We walk round the corner onto Pra Athit past ‘fresh orange’ lady who never failed to shout at us whenever we passed her in the last week. Past Jaywalk cafe, the beef noodle bar, the pork on rice street stall, the coffee stand, seamstress number 1 working away on her old singer sewing machine that is familiar to us as pub tables. Past the Malay curry house, the barbers, the wonton noodle shop, the quaint coffee shop, the mobile papaya salad lady and her constant queue of customers. Past 7/11, KC Guesthouse and seamstress number 2 who is always chatting to the duck blood soup stall holder on the other side of the pavement. Finally, 200 metres later, we arrive at our breakfast destination, the chicken on rice stall. On the way we have avoided pot holes, open drains, steep curbs and uneven concrete despite being distracted by endless interesting diversions, more than my memory has listed above. This city is so vibrant, with so much going on which is why it enthuses me and I love it so much.
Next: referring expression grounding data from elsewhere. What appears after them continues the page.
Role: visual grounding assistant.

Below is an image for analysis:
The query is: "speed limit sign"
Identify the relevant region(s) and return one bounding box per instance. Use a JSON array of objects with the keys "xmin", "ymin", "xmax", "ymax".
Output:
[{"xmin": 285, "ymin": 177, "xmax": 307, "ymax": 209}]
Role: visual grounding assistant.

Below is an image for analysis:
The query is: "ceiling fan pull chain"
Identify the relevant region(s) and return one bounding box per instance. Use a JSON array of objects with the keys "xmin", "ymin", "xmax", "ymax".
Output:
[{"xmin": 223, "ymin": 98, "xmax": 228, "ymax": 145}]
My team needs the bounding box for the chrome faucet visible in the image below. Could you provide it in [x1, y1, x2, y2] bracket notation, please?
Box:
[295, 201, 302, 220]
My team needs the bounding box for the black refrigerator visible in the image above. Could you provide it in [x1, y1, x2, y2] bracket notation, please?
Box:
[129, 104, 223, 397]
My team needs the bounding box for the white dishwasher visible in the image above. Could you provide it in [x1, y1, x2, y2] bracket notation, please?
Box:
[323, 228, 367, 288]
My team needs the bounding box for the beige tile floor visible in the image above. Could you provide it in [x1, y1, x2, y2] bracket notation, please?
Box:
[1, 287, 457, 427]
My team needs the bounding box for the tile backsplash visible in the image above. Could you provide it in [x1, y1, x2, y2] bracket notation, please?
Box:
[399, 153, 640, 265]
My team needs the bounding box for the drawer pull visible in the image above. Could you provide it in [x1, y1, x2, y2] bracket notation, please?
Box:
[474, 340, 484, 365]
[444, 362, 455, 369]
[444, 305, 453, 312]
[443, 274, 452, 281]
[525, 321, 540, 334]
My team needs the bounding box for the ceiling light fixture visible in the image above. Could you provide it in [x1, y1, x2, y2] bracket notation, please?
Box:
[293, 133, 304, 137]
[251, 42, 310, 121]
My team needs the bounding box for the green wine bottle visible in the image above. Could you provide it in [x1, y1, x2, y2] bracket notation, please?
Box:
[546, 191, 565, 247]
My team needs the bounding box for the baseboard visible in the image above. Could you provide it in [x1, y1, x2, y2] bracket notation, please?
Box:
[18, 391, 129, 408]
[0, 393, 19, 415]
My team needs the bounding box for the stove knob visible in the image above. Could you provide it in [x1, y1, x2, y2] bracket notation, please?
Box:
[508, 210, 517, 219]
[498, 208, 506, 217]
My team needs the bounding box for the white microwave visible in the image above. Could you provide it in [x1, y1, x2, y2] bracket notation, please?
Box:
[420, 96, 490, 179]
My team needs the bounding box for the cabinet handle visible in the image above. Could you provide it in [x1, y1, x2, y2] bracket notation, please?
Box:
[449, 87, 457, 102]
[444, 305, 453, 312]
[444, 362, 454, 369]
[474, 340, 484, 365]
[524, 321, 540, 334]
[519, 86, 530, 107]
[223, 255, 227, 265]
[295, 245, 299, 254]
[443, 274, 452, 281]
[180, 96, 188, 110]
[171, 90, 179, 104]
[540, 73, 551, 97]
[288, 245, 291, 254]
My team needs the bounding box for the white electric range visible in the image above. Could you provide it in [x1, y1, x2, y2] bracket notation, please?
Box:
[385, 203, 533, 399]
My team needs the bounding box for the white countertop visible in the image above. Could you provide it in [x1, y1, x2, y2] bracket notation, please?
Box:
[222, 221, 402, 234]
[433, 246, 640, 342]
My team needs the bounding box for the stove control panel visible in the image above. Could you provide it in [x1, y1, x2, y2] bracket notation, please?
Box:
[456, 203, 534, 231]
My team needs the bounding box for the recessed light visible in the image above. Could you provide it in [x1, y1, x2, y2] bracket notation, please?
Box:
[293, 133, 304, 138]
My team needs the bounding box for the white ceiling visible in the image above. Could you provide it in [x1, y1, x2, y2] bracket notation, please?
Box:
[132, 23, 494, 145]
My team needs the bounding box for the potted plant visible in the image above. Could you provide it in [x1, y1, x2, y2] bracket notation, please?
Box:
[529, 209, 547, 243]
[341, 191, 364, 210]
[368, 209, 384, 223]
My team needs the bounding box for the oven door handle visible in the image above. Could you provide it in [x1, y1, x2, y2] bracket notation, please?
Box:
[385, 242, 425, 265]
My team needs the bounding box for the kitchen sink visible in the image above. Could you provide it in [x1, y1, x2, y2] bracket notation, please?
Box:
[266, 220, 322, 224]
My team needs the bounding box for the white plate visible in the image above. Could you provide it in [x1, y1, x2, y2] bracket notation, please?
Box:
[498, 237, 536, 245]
Al has boiled chicken on rice and I have fried. We perch on small plastic stools and on the metal table are bowls of chopped chilli and ginger and an urn of sauce. It tastes of soy, ginger, chilli, garlic, fish sauce and my mouth is watering just thinking about it. I apply it liberally over my chicken and munch away. I’m not quite sure how a dish as simple as chicken on rice can taste so good but it does.
We have a coffee at the quaint shop and watch mobile papaya lady carefully make up her dish in a huge mortar. She carefully tastes it, adjusting the flavour to her customers requirements which is maybe why she has so many.
We wander about, giving up on shopping as we normally do and focusing on food which we always do. We end up in a cafe where falafel and hummus is ordered with coconut shakes. Tamarind and coconut for me and chai Indian spices and coconut for Al. The shakes are very good.
We decide to eat before the overnight bus but somewhere familiar where no unwanted after affects have occured so I have a pork noodle soup and Al has mataback.
We go to the travel office at 7pm and wait for the normal minivan to pick us up. Times have changed though and around 7.30 the Pied Piper of tourists turns up and he gives us a sticker each and we follow him on foot as he gathers more and more people from various accommodations. There are dozens following him by the time we arrive at a coach park, where in the darkness, we can see dozens of people already waiting. We stand around for about an hour watching bats swooping around nearby trees. At 8.30pm two full coaches take people south and at 9pm its our turn. Its a semi-organized bun fight as we try to board three coaches. We manage to get assigned the last two seats on the posh looking double decker and are amazed to find they are fairly near the front.
We leave, the lights go out and I read till 11pm. At 1am we stop for food but we only share a drink and we head north into the night.